La dificultad de llegar a estas mujeres para darles protección se ha incrementado con la proliferación los pisos-burdel. «Antes, cuando se veían por la calle nosotros llegábamos a ellas mucho más fácil. Desde hace 15 años se ha invisibilizado todo y dificulta que ellas puedan salir de la red», denuncian. El problema «desapareció» a los ojos de la sociedad pero no dejó de existir. Para muchas esas cuatro paredes del piso donde son esclavizadas es el único universo que conocen porque desde que llegaron a España no vuelto a pisar la calle. En Madrid, por ejemplo, se han multiplicado en la zona de Vallecas (Avenida de la Albufera y calle San Diego) y se mantienen zonas clásicas en torno al paseo de las Delicias. Y sí, aunque parezca increíble, siguen acudiendo clientes a pesar del estado de alarma. Ellas, allí dentro, ya aisladas de por sí, «no saben qué está pasando fuera y para ellas todo sigue normal» por eso ninguna rechista cuando ve llegar a clientes. Muchas no saben ni que no deberían estar allí. De hecho la asociación ha denunciado estos días «orgías» que se estaban llevando a cabo en algún piso. También han constatado que están llevando a muchas mujeres a casas de particulares porque buenos clientes no se pueden mover y el explotador las traslada como un «servicio a domicilio».

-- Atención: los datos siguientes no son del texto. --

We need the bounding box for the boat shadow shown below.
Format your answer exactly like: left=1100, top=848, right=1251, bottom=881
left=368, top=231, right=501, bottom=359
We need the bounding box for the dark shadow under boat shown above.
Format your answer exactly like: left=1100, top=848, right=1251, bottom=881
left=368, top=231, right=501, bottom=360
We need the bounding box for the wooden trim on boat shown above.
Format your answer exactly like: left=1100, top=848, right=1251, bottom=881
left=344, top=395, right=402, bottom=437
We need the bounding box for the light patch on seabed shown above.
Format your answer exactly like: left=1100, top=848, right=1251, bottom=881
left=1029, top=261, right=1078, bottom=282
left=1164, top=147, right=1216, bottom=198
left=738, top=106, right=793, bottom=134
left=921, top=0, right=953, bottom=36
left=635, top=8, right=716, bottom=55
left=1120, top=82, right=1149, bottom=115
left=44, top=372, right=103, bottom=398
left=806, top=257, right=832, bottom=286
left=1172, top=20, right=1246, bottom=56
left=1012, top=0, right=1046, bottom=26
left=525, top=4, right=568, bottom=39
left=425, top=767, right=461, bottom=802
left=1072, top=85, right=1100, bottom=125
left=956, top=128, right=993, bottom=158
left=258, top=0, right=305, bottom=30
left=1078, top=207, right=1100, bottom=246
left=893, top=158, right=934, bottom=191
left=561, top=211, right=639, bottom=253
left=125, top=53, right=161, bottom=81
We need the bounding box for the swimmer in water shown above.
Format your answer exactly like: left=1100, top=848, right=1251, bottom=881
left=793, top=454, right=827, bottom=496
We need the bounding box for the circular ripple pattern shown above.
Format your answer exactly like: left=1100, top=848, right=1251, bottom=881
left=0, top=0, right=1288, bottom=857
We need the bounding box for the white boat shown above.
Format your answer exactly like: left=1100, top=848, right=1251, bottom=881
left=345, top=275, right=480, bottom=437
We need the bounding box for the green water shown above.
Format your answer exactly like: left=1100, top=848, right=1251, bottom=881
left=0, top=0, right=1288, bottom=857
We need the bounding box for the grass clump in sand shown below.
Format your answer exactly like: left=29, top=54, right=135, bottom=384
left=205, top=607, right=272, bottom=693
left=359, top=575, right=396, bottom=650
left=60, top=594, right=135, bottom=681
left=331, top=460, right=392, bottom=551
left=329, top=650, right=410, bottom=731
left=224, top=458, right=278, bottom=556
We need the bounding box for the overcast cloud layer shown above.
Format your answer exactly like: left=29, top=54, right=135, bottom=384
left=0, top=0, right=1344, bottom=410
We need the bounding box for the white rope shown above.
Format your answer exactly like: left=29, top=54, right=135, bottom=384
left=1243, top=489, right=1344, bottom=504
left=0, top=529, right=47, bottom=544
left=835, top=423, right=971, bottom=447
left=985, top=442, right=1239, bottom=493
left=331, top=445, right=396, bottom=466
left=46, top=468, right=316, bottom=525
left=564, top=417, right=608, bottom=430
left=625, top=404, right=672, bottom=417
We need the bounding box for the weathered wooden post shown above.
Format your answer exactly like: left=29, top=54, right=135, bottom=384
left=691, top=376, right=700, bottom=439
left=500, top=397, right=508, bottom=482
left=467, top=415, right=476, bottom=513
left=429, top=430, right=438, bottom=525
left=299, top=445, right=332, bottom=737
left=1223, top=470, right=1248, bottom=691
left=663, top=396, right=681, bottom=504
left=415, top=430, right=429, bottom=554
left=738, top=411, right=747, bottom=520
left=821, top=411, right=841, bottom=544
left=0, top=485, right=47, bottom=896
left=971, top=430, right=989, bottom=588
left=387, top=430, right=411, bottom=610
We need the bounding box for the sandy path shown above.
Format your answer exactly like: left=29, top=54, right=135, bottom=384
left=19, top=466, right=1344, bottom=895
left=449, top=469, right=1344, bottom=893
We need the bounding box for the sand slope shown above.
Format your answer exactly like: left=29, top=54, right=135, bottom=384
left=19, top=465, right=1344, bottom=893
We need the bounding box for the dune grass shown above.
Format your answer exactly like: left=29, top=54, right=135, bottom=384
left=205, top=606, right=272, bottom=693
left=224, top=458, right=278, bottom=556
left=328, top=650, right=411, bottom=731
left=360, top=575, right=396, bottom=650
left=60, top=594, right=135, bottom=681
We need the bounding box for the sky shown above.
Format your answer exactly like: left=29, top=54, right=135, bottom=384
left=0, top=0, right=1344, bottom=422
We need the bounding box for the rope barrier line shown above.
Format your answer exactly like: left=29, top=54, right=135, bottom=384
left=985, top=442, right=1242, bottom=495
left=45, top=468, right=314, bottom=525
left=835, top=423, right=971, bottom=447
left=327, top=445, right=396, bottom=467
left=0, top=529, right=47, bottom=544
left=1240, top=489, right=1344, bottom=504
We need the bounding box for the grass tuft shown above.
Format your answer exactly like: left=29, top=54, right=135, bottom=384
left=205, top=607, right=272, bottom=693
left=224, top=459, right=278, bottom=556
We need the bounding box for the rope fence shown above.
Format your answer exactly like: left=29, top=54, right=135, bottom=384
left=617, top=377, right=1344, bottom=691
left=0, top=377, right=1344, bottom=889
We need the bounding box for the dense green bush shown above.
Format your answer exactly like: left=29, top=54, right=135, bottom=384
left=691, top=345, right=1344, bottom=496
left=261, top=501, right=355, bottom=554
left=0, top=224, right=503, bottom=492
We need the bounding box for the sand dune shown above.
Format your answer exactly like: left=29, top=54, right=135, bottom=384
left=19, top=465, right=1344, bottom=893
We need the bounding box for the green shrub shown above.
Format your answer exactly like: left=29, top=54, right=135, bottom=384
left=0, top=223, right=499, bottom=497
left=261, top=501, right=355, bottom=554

Por otra parte, la deuda que sus explotadores les hacen pagar por traerlas a España no queda estos días parada por la bajada de clientes. Al contrario, aumenta porque los proxenetas siguen cobrando «los gastos» de «alojamiento» que les suponen sus esclavas. Fuentes policiales aseguran que desde que se decretó el estado de alarma las víctimas que solían estar en polígonos como Marconi, en Villaverde (Madrid) han sido trasladadas a apartahoteles de un conocido hostal del mismo polígono. El problema es que desde el jueves estos establecimientos debían cerrar. Sanidad ordenó cerrar al público todos los hoteles y cualquier tipo de establecimiento hostelero menos los servicios de seguridad, vigilancia y mantenimiento que precisen desde el 26 de marzo, según una orden publicada en el BOE. Esto no solo afectaría al caso del apartahotel de Marconi o a esas mujeres explotadas en tantos hoteles de supuesto prestigio. La orden también afecta a los clubs de carretera o supuestos asadores con hostal incorporado, ya que la gran mayoría tienen licencia de hotel. Muchas mujeres vive allí de forma continuada y estos días han tenido que abandonar las instalaciones o continuar en el interior pagando la misma cuota que antes: unos 60 euros diarios. «Cuando un hotel se cierra la mujer sigue pagando su deuda. Ese dinero no se lo van a perdonar», recuerda Mora. Las autoridades calculan que son cerca de 2.000 mujeres que podrían quedarse estos días sin techo pero creen que no las dejarán salir precisamente por miedo a que denuncien a pesar de que no suelen hacerlo por miedo y porque se encuentran en situación irregular en nuestro país. Pero para muchos de estos negocios, la situación actual es insostenible mucho antes del jueves. De hecho, «El Paradise», uno de los mayores burdeles de Europa, situado en La Junquera (Gerona) solicitó esta semana un expediente de regulación temporal de empleo (ERTE) para 69 trabajadores, según avanzó «El País». Muchas de estas mujeres que se quedaban en la calle sí acudieron de forma excepcional a Apramp para solicitar un «refugio» al menos temporal en alguno de los pisos que tienen para mujeres que ya han dado el paso de huir de sus captores.